- 464 Okunma
- 0 Yorum
- 0 Beğeni
Küçük Ağa’lı Bir Deneme 2
Giriş
Bir önceki yazımızda genel hatlarıyla Küçük Ağa’daki karakterleri, olayları genel hatlarıyla ele almıştık. Bu yazımızda ise Küçük Ağa Ankara’da ve Küçük Ağa’nın yazımının arka planına değineceğiz.
Küçük Ağa Ankara’da
Eserin ilk kısmında Kuvvacılıkla İstanbul Hükümeti arasında gel-gitler yaşayan İstanbullu Hoca artık kendini bulmuştur. Artık o İstanbul hükümetinin bir memuru değil, Çerkez Etem ve kardeşi Tevfik Bey’in saflarında vatanı, milleti, dini ve mukaddesatı için dövüşen bir millicidir. Bu bölümde Küçük Ağa’nın içsel bir çatışması yoktur. Ruh dünyasındaki mücadeleden galip çıkan Küçük Ağa düşmanla çatışmanın yanında kendini başka bir savaşın içinde bulacaktır. Oda saflarına katıldığı Çerkez Etem ile Ankara hükümetinin arasındaki çatışmada… Ağa, her ne kadar Etem Bey’e saygı duysa da safını meşru hükümetten yana kullanacaktır. O meseleye Çerkez Etem- İsmet paşa rekabeti bakmamakta, inançları doğrultusunda bakmaktadır:
-Ağalar , ağalar bilin ki Etem Bey’in veya İsmet Paşa’nın haklı yahut da haksız oluşu kıymet ifade etmez. Mesele vatan ve din-i mübin’e zarar vermemektir.

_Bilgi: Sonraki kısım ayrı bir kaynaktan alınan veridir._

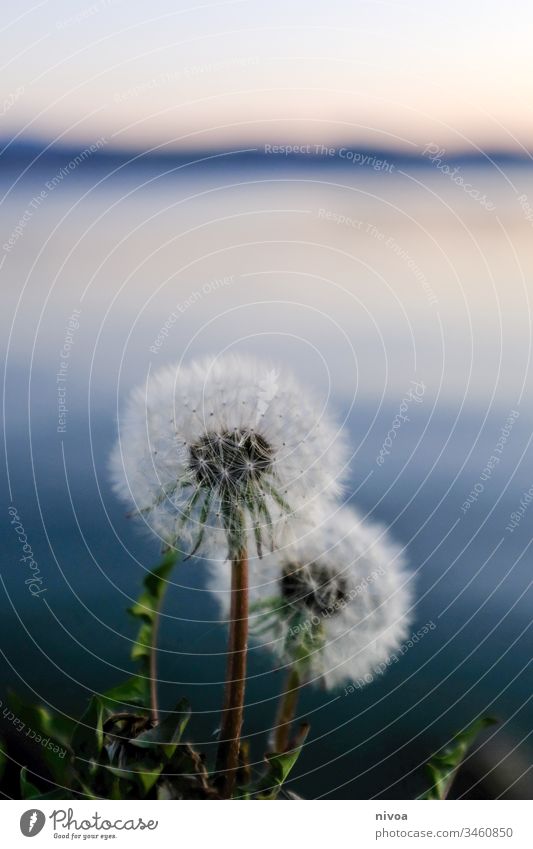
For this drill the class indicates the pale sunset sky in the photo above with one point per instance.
(244, 73)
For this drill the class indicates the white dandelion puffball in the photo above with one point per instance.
(224, 443)
(337, 601)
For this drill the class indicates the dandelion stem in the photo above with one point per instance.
(154, 705)
(286, 711)
(232, 714)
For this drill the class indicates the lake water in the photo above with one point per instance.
(361, 282)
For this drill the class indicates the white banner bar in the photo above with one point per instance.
(239, 825)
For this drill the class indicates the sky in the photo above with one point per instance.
(244, 73)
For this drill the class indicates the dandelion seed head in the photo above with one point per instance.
(225, 441)
(340, 594)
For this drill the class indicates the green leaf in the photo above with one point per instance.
(279, 767)
(444, 765)
(135, 691)
(27, 789)
(88, 737)
(167, 734)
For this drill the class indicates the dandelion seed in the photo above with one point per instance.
(336, 602)
(242, 443)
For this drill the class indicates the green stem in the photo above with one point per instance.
(233, 710)
(286, 711)
(154, 705)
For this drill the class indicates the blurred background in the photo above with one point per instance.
(347, 191)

Yazarın Çerkez Etem meselesine her ne kadar onu haksız bulduğu tarafları olsa da resmi tarih görüşünden ayrılmaktadır. Etem hataları olsa da “hain” değildir. Tarık Buğra Etem hakkındaki hükmünü ana karakterin iç sesi üzerinden söyletmektedir:
“Etem Bey mertlikten söz etmişti. Gerçekten de mert bir adamdı. Etem Bey memleket sevgisinden söz etmişti. Gerçekten de memleketini seven adamdı.
…
Ama Etem Bey kendi analayışı, kendi mantık ve muhakemesi ile kendi gerçekleri, kendi çevresiyle sınırlı idi”

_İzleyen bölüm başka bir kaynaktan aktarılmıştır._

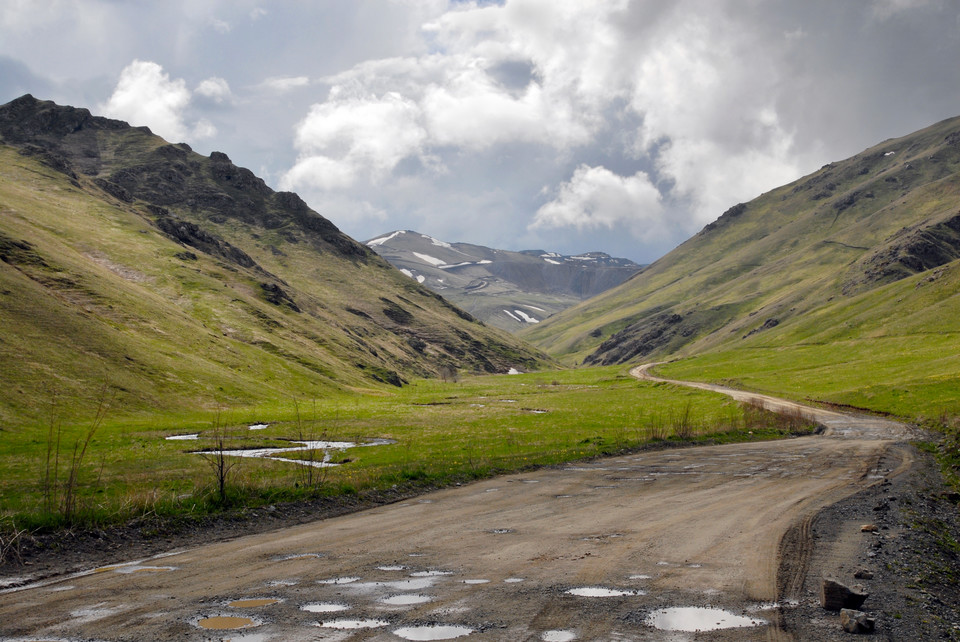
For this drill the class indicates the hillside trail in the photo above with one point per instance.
(597, 550)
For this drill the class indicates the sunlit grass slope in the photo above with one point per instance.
(895, 349)
(182, 282)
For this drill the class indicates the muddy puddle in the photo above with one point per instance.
(253, 603)
(690, 619)
(433, 632)
(226, 623)
(352, 624)
(339, 580)
(599, 591)
(406, 600)
(324, 607)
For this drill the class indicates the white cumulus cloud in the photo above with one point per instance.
(215, 89)
(146, 95)
(595, 197)
(349, 138)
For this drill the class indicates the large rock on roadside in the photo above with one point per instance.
(854, 621)
(835, 596)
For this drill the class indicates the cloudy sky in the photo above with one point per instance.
(570, 125)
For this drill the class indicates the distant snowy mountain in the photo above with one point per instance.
(509, 290)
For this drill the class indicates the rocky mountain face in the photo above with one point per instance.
(510, 290)
(845, 230)
(177, 277)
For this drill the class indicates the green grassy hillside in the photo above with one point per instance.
(895, 349)
(849, 228)
(179, 282)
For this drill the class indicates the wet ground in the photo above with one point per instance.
(607, 550)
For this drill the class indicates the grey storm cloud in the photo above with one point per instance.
(621, 126)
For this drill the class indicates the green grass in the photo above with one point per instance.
(893, 350)
(443, 432)
(787, 254)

En nihayetinde Küçük Ağa karşımıza Etem’in Kütahya Baskınını engelleyen bir figür olarak karşımıza çıkmaktadır. Daha sonrasında Küçük Ağa Ankara’ya gider ; burada da Ankara Hükümeti ile Mehmet Akif, Hüseyin Avni ve Kara Vasıf gibi şahsiyetlerin önderlik ettiği Milli muhafazakar kanadın çatışmasına şahit olur. Ağa ve tabii ağa üzerinden muharrir bu cepheleşmede Mehmet Akif tasvirleri üzerinden Milli-Muhafazakar kanadın yanında olduğunu belli eder. Ağa için İstiklal Harbi bir Türk-Yunan savaşından öte bir gaza ve cihaddır. Kahramanımız diğer milli-muhafazakarlar gibi bu ruhun yeni gelişen çıkarcı zümre tarafından söndürüleceğinden korkmaktadır. Yazar, Ankara’daki politik atmosfer ve şahsiyetler üzerinden anlatımıyla daha sonrasında yazacağı “Firavun İmanı” romanını zeminini hazırlamaktadır.

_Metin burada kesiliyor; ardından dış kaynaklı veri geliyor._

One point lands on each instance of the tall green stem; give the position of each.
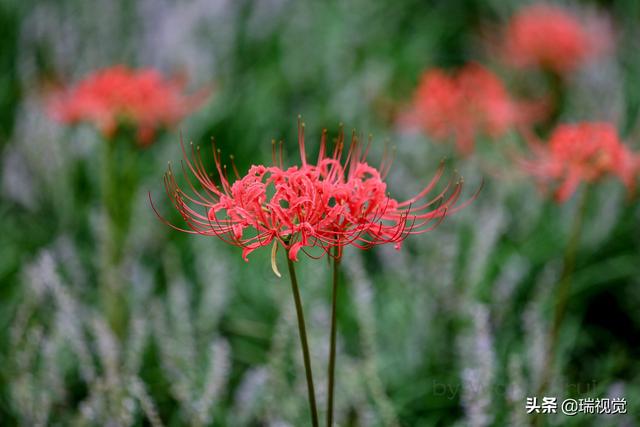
(303, 342)
(118, 186)
(564, 291)
(332, 346)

Ankara’dan sonra Küçük Ağa’yı Akşehir’de görüyoruz. Burada Ağa İstanbullu Hoca iken “vur emri” neticesinde ayrı kalmak zorunda kaldığı eşi Emine ve oğlu Mehmed’in hasretiyle içi yanmaktadır. Ayrı kaldığı süre içerisinde Emine Çarıkçı Hasan ile evlendirilmiştir. Ağa Akşehir’e geldiğine Emine ağır hastadır. Küçük Ağa Emine’yi ağır hasta olarak gördüğü hafta Emine ölmüştür. Kitap bu acıklı sonla noktalanır.
Tarık Buğra’nın Röportajı
Küçük Ağa’nın yazılışı hususunda Tarık Buğra’nın Türk Dili Dergisi’nin 1976 Temmuzunda “Kurtuluş Savaşı” özel sayısı için verdiği röportaj bize romanın yazılışı hakkında önemli bilgiler vermektedir. Çolak Salih karakterinin ilham kaynağı Buğra’nın babasının da arkadaşı olan Topal Gazi’dir:
-Ve eve gidince, beni bir odaya çekip anlattı Topal Gazi’nin kim olduğunu. Kısaca kestirmeden elbette; ama Küçük Ağa’nın, Küçük Ağa’dan çok sevdiğim Çolak Salih’i – işte o zaman oğulduruğa düşmüştü sanırım.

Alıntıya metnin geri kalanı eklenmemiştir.